There are many paintings in this exhibition in which the window plays an important role. The window opens the space of the home to the outside - mostly to the city. The frame of the window is a threshold. The view of the city through the window can be alluring. This may be due to the way the space of the room from which the city is seen, excludes the city. The sense of being in one space, looking out on another, of being receptive to the outside, yet safe inside, is explored in the small ‘Window’ works. But the inside is not always experienced as safe, and the allure of the outsidemaybethat of possible release from too tight an enclosure. Either way, the window allows a conjunction between the spaces of the inside and the outside, keeping the distance between them intact. This helps me express my need for both.

There was a time in the mid eighties when the outside - the landscape, the town, felt like an inside suffused by light. The painting ‘Nostalgia’ is about that time. Nostalgia for an imagined harmony. I say imagined, because the harmony was of course only partly real. Both the city and the home in which this imagination was active were sites of discord as well. They were sites of longing for harmony. And so the painting is also about nostalgia for that longing.

There are some images of single figures in this exhibition like the ‘Migrant’, ‘Back’, ‘Injured’, ‘Jogger’ and some others, that connect most closely to my previous work.
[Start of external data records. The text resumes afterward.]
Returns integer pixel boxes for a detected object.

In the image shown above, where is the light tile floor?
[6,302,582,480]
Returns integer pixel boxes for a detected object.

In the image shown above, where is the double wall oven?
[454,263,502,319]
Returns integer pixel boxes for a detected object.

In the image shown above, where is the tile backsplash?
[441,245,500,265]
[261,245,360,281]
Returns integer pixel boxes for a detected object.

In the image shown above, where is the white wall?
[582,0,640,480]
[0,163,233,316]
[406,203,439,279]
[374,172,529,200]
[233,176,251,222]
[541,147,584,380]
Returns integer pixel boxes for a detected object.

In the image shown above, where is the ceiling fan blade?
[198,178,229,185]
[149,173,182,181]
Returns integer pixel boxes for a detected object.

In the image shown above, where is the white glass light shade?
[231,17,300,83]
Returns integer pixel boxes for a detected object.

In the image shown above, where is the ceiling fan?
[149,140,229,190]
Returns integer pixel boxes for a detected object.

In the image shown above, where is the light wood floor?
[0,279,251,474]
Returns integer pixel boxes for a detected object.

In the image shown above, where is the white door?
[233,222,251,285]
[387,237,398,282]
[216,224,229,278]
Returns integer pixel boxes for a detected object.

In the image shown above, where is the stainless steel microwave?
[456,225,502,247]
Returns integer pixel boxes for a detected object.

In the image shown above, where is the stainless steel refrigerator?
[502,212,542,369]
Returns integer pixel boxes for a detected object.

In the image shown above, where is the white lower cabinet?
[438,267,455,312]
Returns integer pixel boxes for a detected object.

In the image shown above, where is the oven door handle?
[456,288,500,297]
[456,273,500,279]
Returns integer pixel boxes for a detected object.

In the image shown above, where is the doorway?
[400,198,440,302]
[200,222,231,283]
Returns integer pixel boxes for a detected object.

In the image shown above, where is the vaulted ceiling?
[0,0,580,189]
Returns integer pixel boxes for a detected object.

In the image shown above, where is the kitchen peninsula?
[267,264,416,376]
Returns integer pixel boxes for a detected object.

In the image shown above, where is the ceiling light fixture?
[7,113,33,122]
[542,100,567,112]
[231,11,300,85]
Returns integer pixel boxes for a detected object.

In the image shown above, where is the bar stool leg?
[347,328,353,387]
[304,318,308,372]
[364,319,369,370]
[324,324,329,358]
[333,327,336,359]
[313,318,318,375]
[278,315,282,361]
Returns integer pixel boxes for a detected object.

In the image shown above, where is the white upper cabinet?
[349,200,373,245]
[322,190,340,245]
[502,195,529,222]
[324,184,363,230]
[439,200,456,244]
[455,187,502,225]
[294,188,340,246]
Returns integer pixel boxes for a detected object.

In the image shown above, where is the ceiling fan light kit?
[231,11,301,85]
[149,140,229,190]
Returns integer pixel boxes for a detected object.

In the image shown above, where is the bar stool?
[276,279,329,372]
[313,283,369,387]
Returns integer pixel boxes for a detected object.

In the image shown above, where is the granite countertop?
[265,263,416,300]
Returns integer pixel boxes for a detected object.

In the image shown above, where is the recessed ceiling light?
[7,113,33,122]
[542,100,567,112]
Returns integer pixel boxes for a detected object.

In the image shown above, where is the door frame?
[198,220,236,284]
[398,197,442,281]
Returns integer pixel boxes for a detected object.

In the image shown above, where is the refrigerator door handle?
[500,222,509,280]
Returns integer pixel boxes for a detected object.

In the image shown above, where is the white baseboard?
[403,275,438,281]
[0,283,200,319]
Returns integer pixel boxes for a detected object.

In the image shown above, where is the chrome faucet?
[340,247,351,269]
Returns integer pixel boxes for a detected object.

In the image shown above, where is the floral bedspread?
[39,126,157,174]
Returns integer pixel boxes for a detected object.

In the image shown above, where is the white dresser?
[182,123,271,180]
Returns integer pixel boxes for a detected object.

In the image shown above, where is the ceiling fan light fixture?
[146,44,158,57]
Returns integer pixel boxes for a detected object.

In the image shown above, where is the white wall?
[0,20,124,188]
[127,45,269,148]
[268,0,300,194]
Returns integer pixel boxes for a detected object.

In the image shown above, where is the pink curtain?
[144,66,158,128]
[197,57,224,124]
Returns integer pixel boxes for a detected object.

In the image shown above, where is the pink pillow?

With these I retain my sense of continuity with previous preoccupations, the human figure itself being the prime preoccupation. No matter how many times and how many ways the human figure has been done before, it is always waiting to be redone, to be remade. I suppose we will always continue to seek the human in plausible and believable reincarnations.

After painting the street at eye level, as a participant in its life for many years, I think about my present retraction into the home space, and what this move may mean. Has street life lost its attraction or compulsion for me? Has it become more difficult to endure? Or is this homeward turn a turn towards something that seems more important and challenging now, or just more to the point? Over time, my work has moved between opposite poles, oscillating like a pendulum. It has moved from the clinically objective to the very subjective, from intimacy to distance and back. The current retraction indoors too is probably a phase and will pass. But before it does, one must explore whole heartedly the place one finds oneself in, and give to one’s present need its due.